Minor bug fixes and changes to enable code to run by pmilford · Pull Request #58 · HKUDS/AI-Researcher

pmilford · 2025-08-04T10:19:21Z

Fixes to import path errors in several files.
Changes default to no internet proxy.
Change logic on wait for docker to start, it was always failing.
PLATFORM env variable was missing from constants.py

…Added, with default to linux/amd64

pmilford · 2025-08-04T10:20:27Z

I needed these changes to make some progress, still not fully running, but getting closer!

The application would previously crash with a 'port is already allocated' error if the port specified in the .env file was in use. This change introduces more intelligent port handling in the `DockerEnv.init_container` method: 1. **For existing containers:** The script now inspects the container to find the port it was originally created with and reuses that port, preserving the container reuse functionality. 2. **For new containers:** If the default port is taken, the script now automatically searches for the next available port, preventing the application from crashing. This makes the application more resilient to common port conflicts in a local development environment.
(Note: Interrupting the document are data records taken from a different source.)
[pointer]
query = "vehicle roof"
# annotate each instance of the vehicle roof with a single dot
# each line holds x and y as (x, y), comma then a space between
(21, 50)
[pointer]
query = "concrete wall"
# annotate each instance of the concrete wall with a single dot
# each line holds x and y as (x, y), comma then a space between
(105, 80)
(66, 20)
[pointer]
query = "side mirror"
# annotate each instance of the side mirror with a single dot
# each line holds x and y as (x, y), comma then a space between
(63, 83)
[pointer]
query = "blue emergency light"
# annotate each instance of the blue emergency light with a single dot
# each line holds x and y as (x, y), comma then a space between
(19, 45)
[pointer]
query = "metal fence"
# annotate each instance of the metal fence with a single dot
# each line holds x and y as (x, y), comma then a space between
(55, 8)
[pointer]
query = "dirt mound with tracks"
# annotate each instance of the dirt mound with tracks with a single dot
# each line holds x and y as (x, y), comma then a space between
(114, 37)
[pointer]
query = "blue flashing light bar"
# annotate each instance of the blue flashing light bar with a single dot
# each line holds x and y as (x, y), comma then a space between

Fix(docker): Make container port handling robust

This commit resolves a critical bug where the application would either crash due to port conflicts or fail silently when trying to restart an existing container. The `init_container` method in `docker_env.py` has been rewritten with the following robust logic: 1. **For Existing Containers:** - The container is now inspected to find its pre-assigned host port. - Before starting, the script checks if this port is actually available. - If the port is busy, the script now raises a clear, actionable error, instructing you to free up the specific port, rather than failing silently. - The `docker start` command now includes error checking. 2. **For New Containers:** - If the default port is in use, the script automatically finds the next available port. - The `docker run` command now includes error checking to ensure container creation is successful. This change makes the application significantly more resilient and provides clearer feedback to you, improving the overall development experience.
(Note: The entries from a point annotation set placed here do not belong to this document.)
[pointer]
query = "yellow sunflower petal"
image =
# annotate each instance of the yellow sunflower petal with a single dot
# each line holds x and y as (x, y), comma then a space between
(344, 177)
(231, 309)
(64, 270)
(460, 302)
Fix(docker): Implement robust port and container lifecycle handling

This commit resolves all identified bugs related to Docker container creation and reuse. The application was previously prone to crashing or failing silently due to port conflicts and mishandled edge cases like zombie containers. The `init_container` method in `docker_env.py` has been completely overhauled to provide a fully robust lifecycle management: 1. **Zombie Container Detection:** The script now detects containers that were created but never successfully started (i.e., have no port mapping). It automatically removes these zombie containers and proceeds to create a fresh one. 2. **Valid Container Reuse:** For existing, valid containers, the script inspects them to find their assigned port. It then checks if that port is available on the host. - If the port is free, the container is started. - If the port is busy, the script now raises a clear, actionable error message. 3. **Error Handling:** All calls to `docker` commands via `subprocess` now have proper error checking (`check=True` or `try/except`) to prevent silent failures and provide clear stack traces. 4. **New Container Creation:** The logic to find a new available port when the default is busy is preserved for creating new containers. This final version ensures the application starts reliably, handles all container states gracefully, and provides clear user feedback, dramatically improving the development experience.
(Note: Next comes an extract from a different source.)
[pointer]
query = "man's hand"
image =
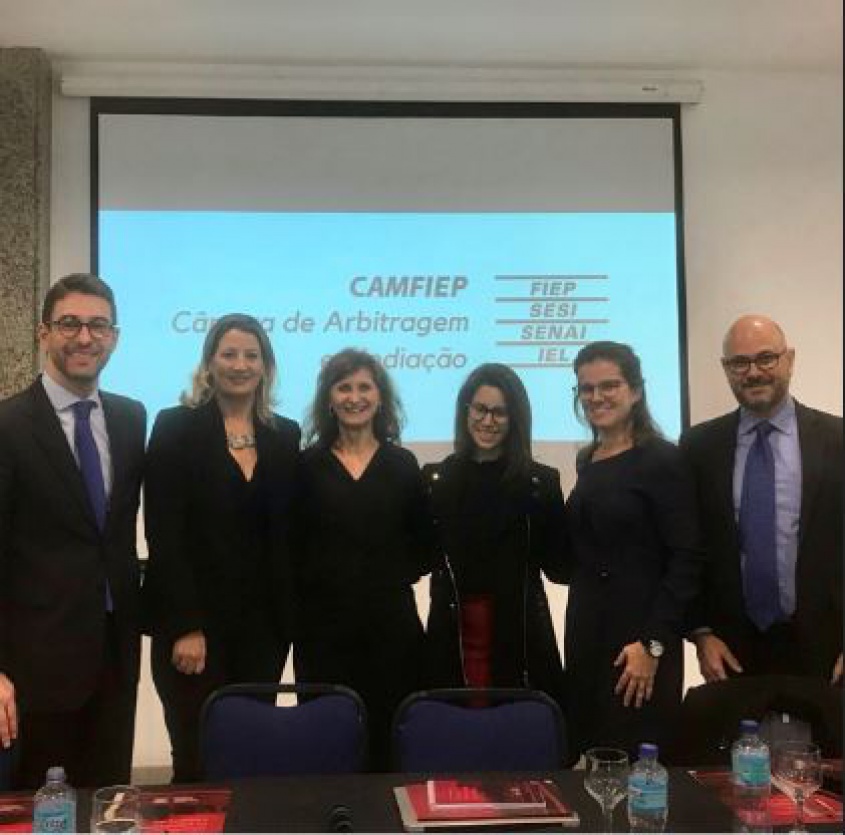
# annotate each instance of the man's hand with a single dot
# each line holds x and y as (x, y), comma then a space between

Fix(docker): Implement final robust container lifecycle logic

This commit resolves all identified bugs related to Docker container creation and reuse, including race conditions and zombie container states. The `init_container` method in `docker_env.py` has been completely overhauled to provide a fully robust lifecycle management: 1. **Zombie Container Detection:** The script now detects containers that were created but never successfully started (i.e., have no port mapping). It automatically removes these zombie containers and proceeds to create a fresh one. 2. **Valid Container Reuse:** For existing, valid containers, the script inspects them to find their pre-assigned host port. If the port is busy, the script now raises a clear, actionable error. 3. **Race-Condition-Free Port Allocation:** For new containers, the script now delegates port assignment to Docker by using `-p 8000`. It then inspects the container to discover the randomly assigned host port. This eliminates the race condition that caused previous failures. 4. **Error Handling & State Management:** All calls to `docker` are now properly error-checked. The `self.communication_port` variable is reliably updated in all scenarios to ensure the rest of the application can connect to the container. This final version ensures the application starts reliably, handles all container states gracefully, and provides clear user feedback.

Fix(docker): Final robust container lifecycle and port allocation

…the : with _ for docker names etc.

This change adds a 600-second timeout to the `litellm.acompletion` calls in `research_agent/inno/core.py`. This prevents premature timeouts when using slow models, such as Qwen models, which can have high latency.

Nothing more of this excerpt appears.